His 1645 book Heresiography was a precursor of the better-known Gangraena (published the following year by Thomas Edwards). It is an account of contemporary sectarian Protestantism in England. The Oxford English Dictionary indicates that the title of this book was a neologism, derived by analogy from Christianography, an earlier title, to indicate a catalogue or classification of heretics. By political conviction, Pagit was a royalist, but he was sufficiently opposed to the religious Independents to support Presbyterianism.

==Life==
The son of Eusebius Pagit, he was born in Northamptonshire in 1575. He matriculated at Christ Church, Oxford on 25 May 1593, being eighteen years old. There is no evidence of his graduation, but he is said to have been a great linguist, writing in fifteen or sixteen languages. On 19 August 1601, he was admitted to the rectory of St. Edmund the King, Lombard Street.

In May 1638, he wrote a series of letters addressed to Cyril Lucaris, Patriarch of Constantinople, and other patriarchs of the Greek Orthodox church.
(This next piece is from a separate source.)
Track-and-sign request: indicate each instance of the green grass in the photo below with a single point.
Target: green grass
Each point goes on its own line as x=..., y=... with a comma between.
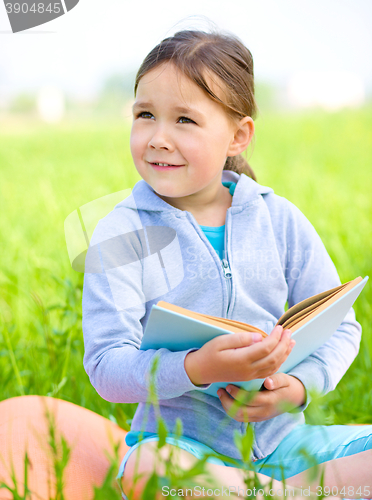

In them he commended to their notice his own Christianographie, the translation of the English prayer-book into Greek by Elias Petley, and William Laud's conference with John Fisher.

On the outbreak of the First English Civil War, Paget was silenced and retired to Deptford, Kent. He was always a strong royalist and in favour of the prayer-book; but he took the Covenant. In 1645 he joined in a petition to Parliament for the establishment of presbyterianism. His standard of doctrine he found in the articles of the Church of England. He died at Deptford in April 1647 and was buried in the churchyard.

==Family==
He married Lady Boyd, the widow of Sir Stephen Bord of Sussex.

==Works==
He published:

- Christianographie; or, a Description of the sundrie Sorts of Christians in the World, &c, 1635, (many reprints);
- Heresiography; or a description of the Hereticks and Sectaries of these latter times, &c, 1645; sixth edition, 1662.
- The Mystical Wolf, &c., 1645, (sermon on Matthew vii. 15 : reissued with new title-page, The Tryall of Trueth, &c.)

His nine letters to the patriarchs of Constantinople, Alexandria, Antioch, Jerusalem, Moscow, and of the Maronites, also to Prince Radziwil of Poland and John Tolnai of Transylvania, are in Harleian MS. 825. All are duplicated in Greek and Latin; two are also in English, and one in Syriac.